Compenser 28 niveaux

Une solution que le musée de Cluny,  au cœur de Paris, « n'a jamais souhaité envisager », assure son conservateur Michel Huynh. Le projet « Cluny 4 » est lancé en 2015 avec un objectif majeur : l'accessibilité pour tous, tant sur le plan physique qu'intellectuel. Un projet ambitieux pour un bâtiment qui possède même des thermes gallo-romains et n'avait jamais été rénové depuis les années 50. En termes d'accessibilité physique, le défi est de taille, il faut compenser 28 ruptures de niveaux, dont un escalier de 14 marches. « On part de très loin ! », concède Alain Schmid, ingénieur-chercheur au sein de la branche recherche et développement d'EDF, dont la fondation est partenaire de cette restauration. « L'accessibilité du musée était de 0 %, poursuit Michel Huynh. Ce site rassemble le plus extraordinaire faisceau de contraintes architecturales et règlementaires : des bâtiments antiques et médiévaux, les règlementations historiques et archéologiques et celles de l'accessibilité, etc. » L'équipe vise un « musée 100 % accessible » en 2021 -une inauguration partielle est prévue en février, avant la réouverture totale en mai-.

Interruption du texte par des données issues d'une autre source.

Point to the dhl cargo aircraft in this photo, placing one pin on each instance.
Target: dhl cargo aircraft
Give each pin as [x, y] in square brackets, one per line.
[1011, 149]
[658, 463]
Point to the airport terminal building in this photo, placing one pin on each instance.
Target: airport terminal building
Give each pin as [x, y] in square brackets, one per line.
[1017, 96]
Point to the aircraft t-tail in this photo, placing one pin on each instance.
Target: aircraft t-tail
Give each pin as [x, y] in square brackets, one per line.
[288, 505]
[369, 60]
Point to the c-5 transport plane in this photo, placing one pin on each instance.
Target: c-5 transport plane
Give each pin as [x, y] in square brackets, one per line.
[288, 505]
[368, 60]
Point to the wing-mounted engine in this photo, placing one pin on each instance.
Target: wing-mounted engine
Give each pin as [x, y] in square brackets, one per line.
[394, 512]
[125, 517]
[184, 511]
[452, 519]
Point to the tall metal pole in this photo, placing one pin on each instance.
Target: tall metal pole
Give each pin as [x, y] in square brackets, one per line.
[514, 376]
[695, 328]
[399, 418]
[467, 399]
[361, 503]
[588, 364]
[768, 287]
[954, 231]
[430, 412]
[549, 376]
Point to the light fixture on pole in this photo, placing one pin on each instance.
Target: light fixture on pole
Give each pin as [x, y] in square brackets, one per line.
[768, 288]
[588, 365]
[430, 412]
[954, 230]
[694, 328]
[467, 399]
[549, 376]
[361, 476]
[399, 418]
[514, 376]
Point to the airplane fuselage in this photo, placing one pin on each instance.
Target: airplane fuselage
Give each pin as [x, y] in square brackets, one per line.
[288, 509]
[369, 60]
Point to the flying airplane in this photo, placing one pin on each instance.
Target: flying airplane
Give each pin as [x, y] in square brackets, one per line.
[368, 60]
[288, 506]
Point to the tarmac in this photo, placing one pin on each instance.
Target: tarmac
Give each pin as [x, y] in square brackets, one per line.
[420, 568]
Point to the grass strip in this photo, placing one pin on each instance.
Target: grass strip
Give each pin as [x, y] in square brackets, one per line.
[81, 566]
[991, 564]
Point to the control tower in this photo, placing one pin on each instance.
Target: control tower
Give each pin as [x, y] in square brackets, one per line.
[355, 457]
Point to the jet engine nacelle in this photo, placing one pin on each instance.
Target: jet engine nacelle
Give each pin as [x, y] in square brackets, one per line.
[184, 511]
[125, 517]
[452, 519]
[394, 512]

Le simulateur « virtual fauteuil »

Pour ce faire, EDF a notamment optimisé son simulateur en réalité virtuelle qui reproduit les déplacements d'un visiteur en fauteuil roulant en tenant compte des normes d'accessibilité en vigueur. Ce « virtual fauteuil », relié à un écran, permet de faire apparaître tous les écueils (pentes, passage des portes, dévers) en 3D et de définir les emplacements les plus adéquats pour les ascenseurs -le nouveau bâtiment d'accueil en comprendra désormais deux-. « Nous pouvons faire circuler différents types de mobiles (fauteuil roulant classique, électrique ou scooter) dans les salles du musée, numérisées au préalable sur l'application, et tester les circulations envisagées, en travaillant à la fois sur les normes et sur l'usage », explique Alain Schmid. Cette technologie a ainsi permis de mettre en évidence que, dans certaines salles, il était préférable de rehausser le plancher plutôt que d'installer un plan incliné. Différentes versions sont possibles et notamment avec un casque de réalité virtuelle pour être « complètement immergé ». Plusieurs centres de rééducation envisageraient d'utiliser ce « virtual fauteuil » pour apprendre à leurs patients à utiliser un fauteuil-roulant.

Tous types de handicap

 « Nous sommes à deux-tiers du chemin, indique Elisabeth Taburet-Delahaye, directrice du musée. Il nous reste à rendre réel le cheminement du parcours muséographique, grâce au virtuel ». Selon elle, le budget total des travaux avoisine 25 millions d'euros, sur 10 ans, assumé presque entièrement par l'Etat et quelques mécènes, notamment scientifiques. « L'intérêt de travailler sur ce projet est de réinterroger nos technologies et de les faire progresser », explique Laurence Lamy, déléguée générale de la Fondation EDF. Si l'accent est principalement mis sur l'accessibilité physique du bâtiment, la directrice du musée assure envisager des solutions pour accueillir « tous les types de handicap ». L'équipe travaillerait sur un « outil embarqué », type visioguide ou tablette, adapté notamment aux personnes déficientes visuelles et auditives. Ce compromis entre patrimoine et accessibilité devrait servir de modèle à d'autres établissements…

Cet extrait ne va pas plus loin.